Jim is a multilingual world traveler. Based in Bavaria during the 1970s, Jim spent most of this period in India, Afghanistan and Nepal, where he founded and operated a charitable medical clinic serving Tibetan Refugees. He settled in Oregon in 1983 on a forested ranch in the Umpqua National Forest.
Dr. Micah Hahn is an Associate Professor of Environmental Health in the Institute for Circumpolar Health Studies at the University of Alaska-Anchorage. She received her joint PhD in Epidemiology / Environment and Resources from the University of Wisconsin-Madison and her MPH in Global Environmental Health from Emory University. Subsequently, she was a postdoctoral fellow for the CDC Climate and Health Program, and in this position worked collaboratively with the CDC Division of Vector-borne Diseases and the National Center for Atmospheric Research. Her research focuses on understanding the health impacts of climate change and working with communities to develop locally-relevant adaptation and resilience-building strategies. Dr. Hahn is also on the Management Team of the Alaska Climate Adaptation Science Center.
Michael is a former Founding Principal of Resilient Cities Catalyst, a global non-profit helping cities and their partners tackle their toughest challenges. He is currently the Executive Director of Climate Resilience Academy at the University of Miami.
Dr. Quintus Jett is a consultant, educator, and strategist for public causes. He has a doctorate in Organizations & Management from Stanford University, and a two-decade faculty career which spans schools, departments, and programs of business, engineering, liberal studies, divinity, and public and nonprofit management. Following Hurricane Katrina in 2005, Dr. Jett launched a volunteer project in New Orleans, which enlisted residents, students from over a dozen colleges and universities, and hundreds of others to field map the city’s Gentilly district, Lower Ninth Ward, and New Orleans East. Dr. Jett is an innovator in higher education, bridging the divide between academic research and the other priorities of the modern university, including student access and diversity, community engagement, and providing foundations for life-long learning in today’s rapidly changing world.

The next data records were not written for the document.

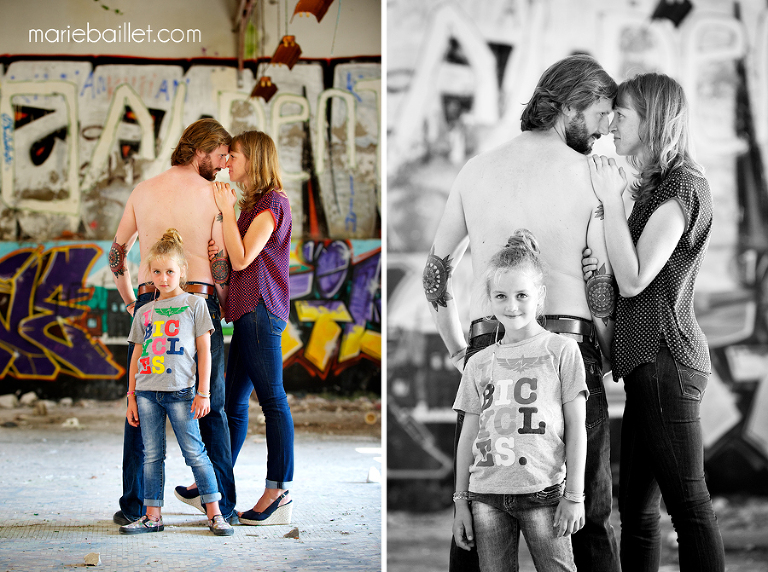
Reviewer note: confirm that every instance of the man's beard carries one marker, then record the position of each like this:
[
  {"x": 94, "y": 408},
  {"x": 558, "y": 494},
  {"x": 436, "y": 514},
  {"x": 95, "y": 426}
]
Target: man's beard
[
  {"x": 576, "y": 135},
  {"x": 206, "y": 169}
]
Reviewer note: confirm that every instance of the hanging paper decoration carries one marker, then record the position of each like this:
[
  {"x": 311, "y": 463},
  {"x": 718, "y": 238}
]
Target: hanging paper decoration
[
  {"x": 316, "y": 7},
  {"x": 287, "y": 52},
  {"x": 264, "y": 88}
]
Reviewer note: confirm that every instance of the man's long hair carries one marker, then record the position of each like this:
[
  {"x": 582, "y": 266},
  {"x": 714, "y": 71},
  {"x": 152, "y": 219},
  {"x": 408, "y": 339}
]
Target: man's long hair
[
  {"x": 577, "y": 81},
  {"x": 663, "y": 109},
  {"x": 205, "y": 135}
]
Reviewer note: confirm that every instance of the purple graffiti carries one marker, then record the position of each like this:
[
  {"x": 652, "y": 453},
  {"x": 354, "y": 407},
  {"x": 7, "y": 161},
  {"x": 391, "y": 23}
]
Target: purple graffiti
[
  {"x": 331, "y": 268},
  {"x": 365, "y": 283},
  {"x": 47, "y": 293}
]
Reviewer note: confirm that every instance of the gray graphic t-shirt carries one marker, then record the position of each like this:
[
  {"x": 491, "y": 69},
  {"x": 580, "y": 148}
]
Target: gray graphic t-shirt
[
  {"x": 518, "y": 390},
  {"x": 164, "y": 332}
]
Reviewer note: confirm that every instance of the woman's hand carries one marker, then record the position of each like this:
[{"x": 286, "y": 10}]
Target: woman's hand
[
  {"x": 462, "y": 526},
  {"x": 213, "y": 250},
  {"x": 569, "y": 517},
  {"x": 224, "y": 195},
  {"x": 588, "y": 264},
  {"x": 132, "y": 414},
  {"x": 608, "y": 179},
  {"x": 201, "y": 406}
]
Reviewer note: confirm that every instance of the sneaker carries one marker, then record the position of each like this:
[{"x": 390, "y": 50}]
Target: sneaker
[
  {"x": 144, "y": 524},
  {"x": 120, "y": 518},
  {"x": 219, "y": 526},
  {"x": 192, "y": 498}
]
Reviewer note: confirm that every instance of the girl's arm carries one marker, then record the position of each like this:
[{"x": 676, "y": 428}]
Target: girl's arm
[
  {"x": 634, "y": 266},
  {"x": 132, "y": 414},
  {"x": 569, "y": 517},
  {"x": 242, "y": 250},
  {"x": 462, "y": 520},
  {"x": 201, "y": 405}
]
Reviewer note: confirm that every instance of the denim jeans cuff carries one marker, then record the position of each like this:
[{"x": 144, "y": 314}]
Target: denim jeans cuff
[
  {"x": 278, "y": 484},
  {"x": 210, "y": 498}
]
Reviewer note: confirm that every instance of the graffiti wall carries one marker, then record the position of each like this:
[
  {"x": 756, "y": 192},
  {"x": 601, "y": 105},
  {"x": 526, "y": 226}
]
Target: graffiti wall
[
  {"x": 77, "y": 135},
  {"x": 462, "y": 72},
  {"x": 60, "y": 316}
]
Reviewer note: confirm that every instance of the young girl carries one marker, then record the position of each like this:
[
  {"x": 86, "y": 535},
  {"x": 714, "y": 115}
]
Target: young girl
[
  {"x": 658, "y": 347},
  {"x": 166, "y": 334},
  {"x": 522, "y": 448}
]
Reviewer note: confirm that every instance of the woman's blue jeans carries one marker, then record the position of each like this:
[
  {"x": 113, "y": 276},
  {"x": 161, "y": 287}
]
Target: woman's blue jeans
[
  {"x": 662, "y": 456},
  {"x": 498, "y": 519},
  {"x": 177, "y": 405},
  {"x": 256, "y": 362}
]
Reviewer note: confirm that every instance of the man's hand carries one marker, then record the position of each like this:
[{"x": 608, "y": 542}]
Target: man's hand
[
  {"x": 588, "y": 264},
  {"x": 462, "y": 526}
]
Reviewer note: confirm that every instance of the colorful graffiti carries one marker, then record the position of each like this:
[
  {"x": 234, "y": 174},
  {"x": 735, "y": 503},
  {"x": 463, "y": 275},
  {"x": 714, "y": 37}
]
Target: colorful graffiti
[
  {"x": 78, "y": 135},
  {"x": 42, "y": 297},
  {"x": 60, "y": 313},
  {"x": 336, "y": 288}
]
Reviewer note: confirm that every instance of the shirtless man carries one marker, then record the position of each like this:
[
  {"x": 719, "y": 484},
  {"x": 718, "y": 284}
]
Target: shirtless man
[
  {"x": 540, "y": 181},
  {"x": 180, "y": 198}
]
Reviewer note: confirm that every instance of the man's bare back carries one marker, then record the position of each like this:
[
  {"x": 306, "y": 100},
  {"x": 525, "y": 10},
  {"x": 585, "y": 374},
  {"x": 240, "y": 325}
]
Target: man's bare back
[
  {"x": 177, "y": 198},
  {"x": 533, "y": 182}
]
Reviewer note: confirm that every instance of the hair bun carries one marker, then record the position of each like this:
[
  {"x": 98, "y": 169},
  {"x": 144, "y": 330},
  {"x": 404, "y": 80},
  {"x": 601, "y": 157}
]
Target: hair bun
[
  {"x": 172, "y": 235},
  {"x": 523, "y": 239}
]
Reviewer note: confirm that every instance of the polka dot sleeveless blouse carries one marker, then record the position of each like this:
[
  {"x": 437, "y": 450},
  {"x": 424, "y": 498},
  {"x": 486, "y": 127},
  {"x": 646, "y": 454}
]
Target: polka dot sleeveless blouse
[
  {"x": 267, "y": 276},
  {"x": 664, "y": 310}
]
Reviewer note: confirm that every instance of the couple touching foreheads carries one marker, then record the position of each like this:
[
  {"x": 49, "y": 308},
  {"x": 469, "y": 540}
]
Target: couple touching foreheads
[
  {"x": 563, "y": 281},
  {"x": 198, "y": 259}
]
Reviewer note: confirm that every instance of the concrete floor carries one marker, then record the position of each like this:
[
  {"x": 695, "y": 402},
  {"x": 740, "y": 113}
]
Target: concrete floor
[{"x": 59, "y": 488}]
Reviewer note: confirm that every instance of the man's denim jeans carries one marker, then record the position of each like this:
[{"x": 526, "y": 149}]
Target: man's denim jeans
[
  {"x": 214, "y": 430},
  {"x": 153, "y": 407},
  {"x": 256, "y": 362},
  {"x": 498, "y": 520},
  {"x": 594, "y": 546},
  {"x": 662, "y": 456}
]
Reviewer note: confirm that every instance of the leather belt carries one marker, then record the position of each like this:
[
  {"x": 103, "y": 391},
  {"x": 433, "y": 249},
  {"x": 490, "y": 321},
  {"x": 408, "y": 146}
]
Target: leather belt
[
  {"x": 149, "y": 288},
  {"x": 556, "y": 324}
]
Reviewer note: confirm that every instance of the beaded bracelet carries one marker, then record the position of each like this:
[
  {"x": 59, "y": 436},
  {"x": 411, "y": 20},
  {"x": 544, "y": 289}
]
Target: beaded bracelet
[{"x": 573, "y": 497}]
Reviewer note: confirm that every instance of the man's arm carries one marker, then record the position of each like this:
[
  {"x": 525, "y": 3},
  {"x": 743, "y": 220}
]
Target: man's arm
[
  {"x": 125, "y": 237},
  {"x": 601, "y": 287},
  {"x": 220, "y": 266},
  {"x": 451, "y": 241}
]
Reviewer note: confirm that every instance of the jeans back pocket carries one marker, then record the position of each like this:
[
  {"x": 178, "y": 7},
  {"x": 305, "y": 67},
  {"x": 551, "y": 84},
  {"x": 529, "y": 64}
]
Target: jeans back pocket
[{"x": 693, "y": 383}]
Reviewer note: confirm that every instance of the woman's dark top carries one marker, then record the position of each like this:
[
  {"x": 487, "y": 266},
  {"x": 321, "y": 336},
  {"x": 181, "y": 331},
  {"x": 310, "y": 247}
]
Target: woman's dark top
[{"x": 664, "y": 310}]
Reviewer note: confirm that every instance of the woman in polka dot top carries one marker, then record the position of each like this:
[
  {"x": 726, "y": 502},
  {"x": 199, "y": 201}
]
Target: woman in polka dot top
[
  {"x": 259, "y": 246},
  {"x": 658, "y": 347}
]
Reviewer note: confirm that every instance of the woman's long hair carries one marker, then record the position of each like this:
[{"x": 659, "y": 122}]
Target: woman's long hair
[
  {"x": 663, "y": 109},
  {"x": 261, "y": 166}
]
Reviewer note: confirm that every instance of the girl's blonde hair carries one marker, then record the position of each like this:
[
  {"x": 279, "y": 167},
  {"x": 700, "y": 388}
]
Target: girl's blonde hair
[
  {"x": 170, "y": 246},
  {"x": 663, "y": 109},
  {"x": 261, "y": 166},
  {"x": 521, "y": 250}
]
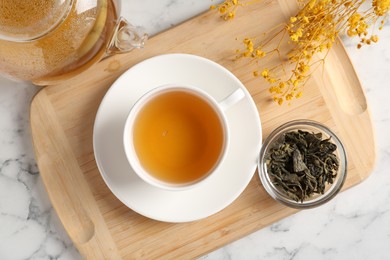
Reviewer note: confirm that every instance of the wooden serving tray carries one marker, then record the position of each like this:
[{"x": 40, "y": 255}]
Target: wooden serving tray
[{"x": 101, "y": 227}]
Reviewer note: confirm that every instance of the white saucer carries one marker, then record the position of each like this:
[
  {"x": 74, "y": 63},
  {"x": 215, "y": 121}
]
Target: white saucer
[{"x": 220, "y": 189}]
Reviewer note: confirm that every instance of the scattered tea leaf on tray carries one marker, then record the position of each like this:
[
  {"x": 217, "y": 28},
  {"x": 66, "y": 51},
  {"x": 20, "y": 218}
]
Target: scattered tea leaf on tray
[{"x": 301, "y": 164}]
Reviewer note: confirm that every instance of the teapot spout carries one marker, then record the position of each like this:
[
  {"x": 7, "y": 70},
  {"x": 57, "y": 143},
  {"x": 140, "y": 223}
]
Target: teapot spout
[{"x": 126, "y": 37}]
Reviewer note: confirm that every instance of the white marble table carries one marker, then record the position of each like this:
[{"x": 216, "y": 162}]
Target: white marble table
[{"x": 355, "y": 225}]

Scott is Monfort Professor of Atmospheric Science at Colorado State University. He has written about 100 publications in the peer-reviewed climate literature, is a former editor of the Journal of Climate, and served for five years as founding Science Chair of the North American Carbon Program.
Linda has many years of experience in disaster preparedness and resilience. She has been an elected official on the Linn County Iowa Board of Supervisors, Chair of the Metropolitan Planning Organization, the East Central Iowa Council of Governments, the statewide Mental Health Developmental Disability and the Linn County Board of Health. Langston is a former president of the National Association of Counties (2013-2014).
Ken works with families and organizations as a mediator, organizational consultant, trainer and facilitator. Along with his passion for helping people prepare for and reduce climate change, Ken also volunteers as a mediator through Mediation Works and is passionate about supporting youth through mentoring with Boys to Men of Southern Oregon.
Matthew is a retired high school teacher who was once honored as Oregon High School Social Studies Teacher of the Year. Before his teaching career he was in the restaurant business in Portland. He is also a lawyer who has been a member of the Oregon State Bar Association since 1980.
Andrea is the Resilience Policy Advisor for the North Carolina Office of Recovery and Resiliency. She works across state agencies and with local governments to increase the state’s resilience to the impacts of climate change.